Pourquoi cette pause ?
Christophe Lienard. Nous avons souhaité approfondir la réflexion autour de ce qui avait fonctionné ou pas, de façon à poser clairement notre process. Ce nouveau programme « Les Entrepreneur(e)s » (pour lequel les candidatures internes sont ouvertes du 1er février au 8 mars) a été co-conçu aussi dès le départ avec l’ensemble des responsables Open Innovation du groupe, soit un représentant de Bouygues Télécom, de Bouygues Immobilier, de Bouygues Construction, de TF1, de Colas et un membre de mon équipe chez Bouygues SA.
Quelle est sa finalité ?
Christophe Lienard. Nous l’avons ciblé sur les « nouvelles » offres pour la ville de demain. Nous cherchons à réunir une tribu d’une soixantaine de collaborateurs dans la phase d’idéation autour des thèmes comme le divertissement, la mobilité, l’urbanisation… Soit tout ce qui touche à notre vie quotidienne et qui est très en lien avec la finalité du groupe.
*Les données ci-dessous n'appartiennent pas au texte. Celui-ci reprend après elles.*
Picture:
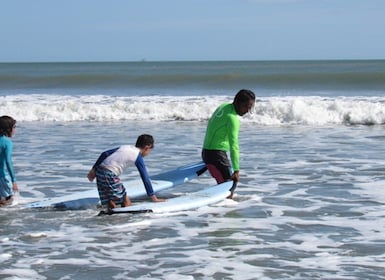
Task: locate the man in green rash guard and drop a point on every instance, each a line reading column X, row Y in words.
column 222, row 137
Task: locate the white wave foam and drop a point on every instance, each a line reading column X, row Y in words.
column 303, row 110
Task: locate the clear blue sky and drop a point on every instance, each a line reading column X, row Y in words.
column 171, row 30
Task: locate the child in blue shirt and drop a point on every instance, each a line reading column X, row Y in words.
column 8, row 185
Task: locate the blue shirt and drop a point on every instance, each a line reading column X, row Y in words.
column 6, row 166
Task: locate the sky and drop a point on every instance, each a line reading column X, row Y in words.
column 190, row 30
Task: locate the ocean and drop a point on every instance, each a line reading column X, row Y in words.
column 310, row 204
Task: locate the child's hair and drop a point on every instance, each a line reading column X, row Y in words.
column 145, row 140
column 243, row 96
column 7, row 123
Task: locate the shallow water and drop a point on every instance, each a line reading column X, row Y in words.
column 311, row 204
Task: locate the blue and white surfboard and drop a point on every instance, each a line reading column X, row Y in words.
column 188, row 201
column 135, row 189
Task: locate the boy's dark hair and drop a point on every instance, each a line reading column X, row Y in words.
column 144, row 140
column 243, row 96
column 7, row 123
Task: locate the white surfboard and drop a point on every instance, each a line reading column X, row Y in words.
column 185, row 202
column 134, row 188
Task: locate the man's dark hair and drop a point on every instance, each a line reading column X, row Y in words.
column 243, row 96
column 7, row 123
column 144, row 140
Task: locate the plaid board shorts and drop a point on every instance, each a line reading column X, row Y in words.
column 110, row 187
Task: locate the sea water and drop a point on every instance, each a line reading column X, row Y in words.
column 310, row 204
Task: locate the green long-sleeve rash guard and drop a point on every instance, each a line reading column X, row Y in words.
column 222, row 132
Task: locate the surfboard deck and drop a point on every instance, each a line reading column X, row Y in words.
column 134, row 188
column 188, row 201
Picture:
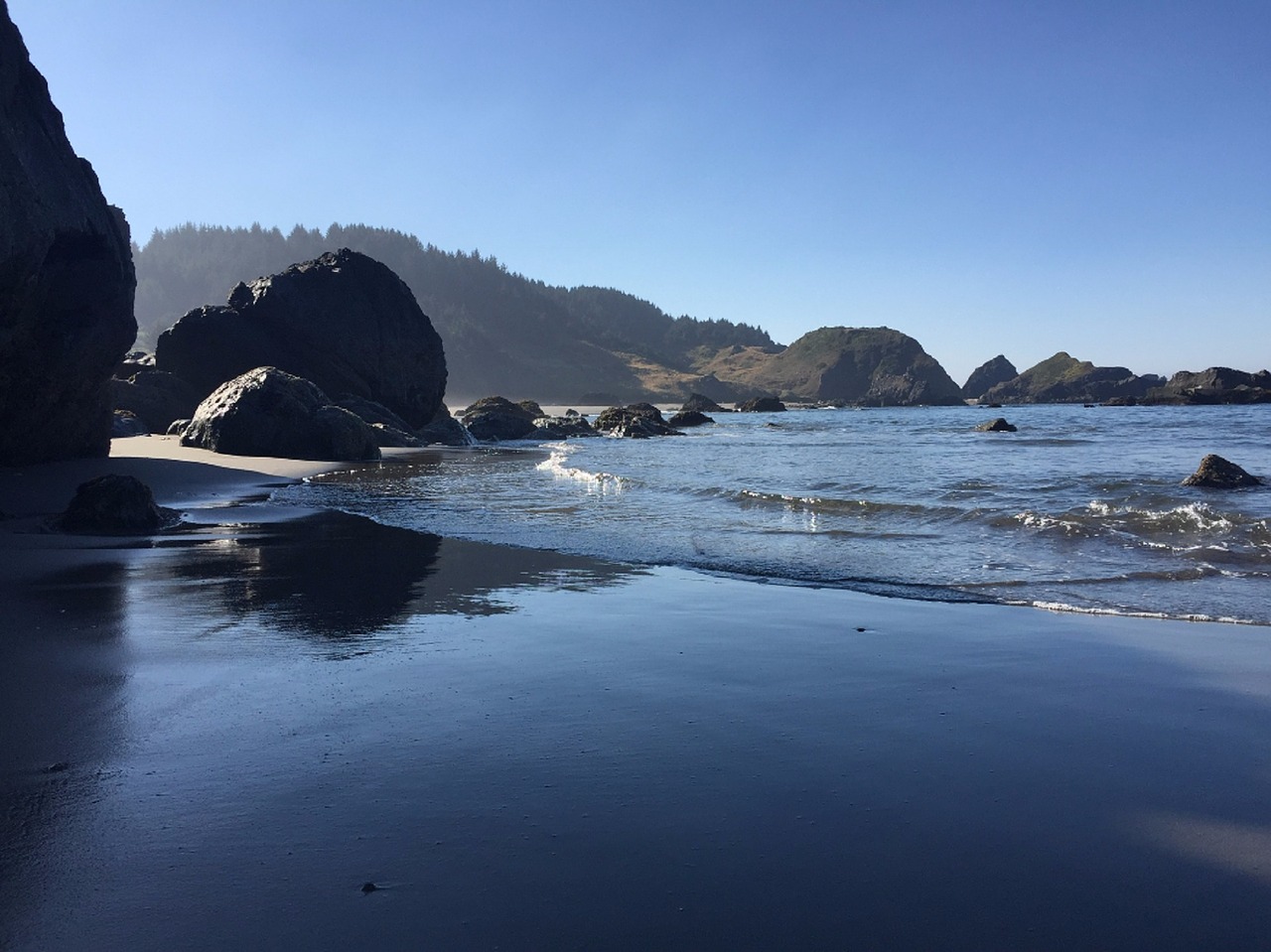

Quels types de profils recherchez-vous ?
Christophe Lienard. Nous ne demandons pas aux intéressés de venir avec un projet déjà imaginé… C’est possible, mais pas obligatoire. S’ils ont juste l’idée, la phase d’idéation va nous permettre de la faire mûrir ensemble, de concrétiser le projet, de le tester, etc. C’est par exemple ce que nous avons déjà fait avec deux projets d’intrapreneuriat issus de nos programmes précédents et qui avancent très bien aujourd’hui, Com’in et My Living Bloom [lire encadré ci-dessous].
Pourquoi est-ce important l’intrapreneuriat ?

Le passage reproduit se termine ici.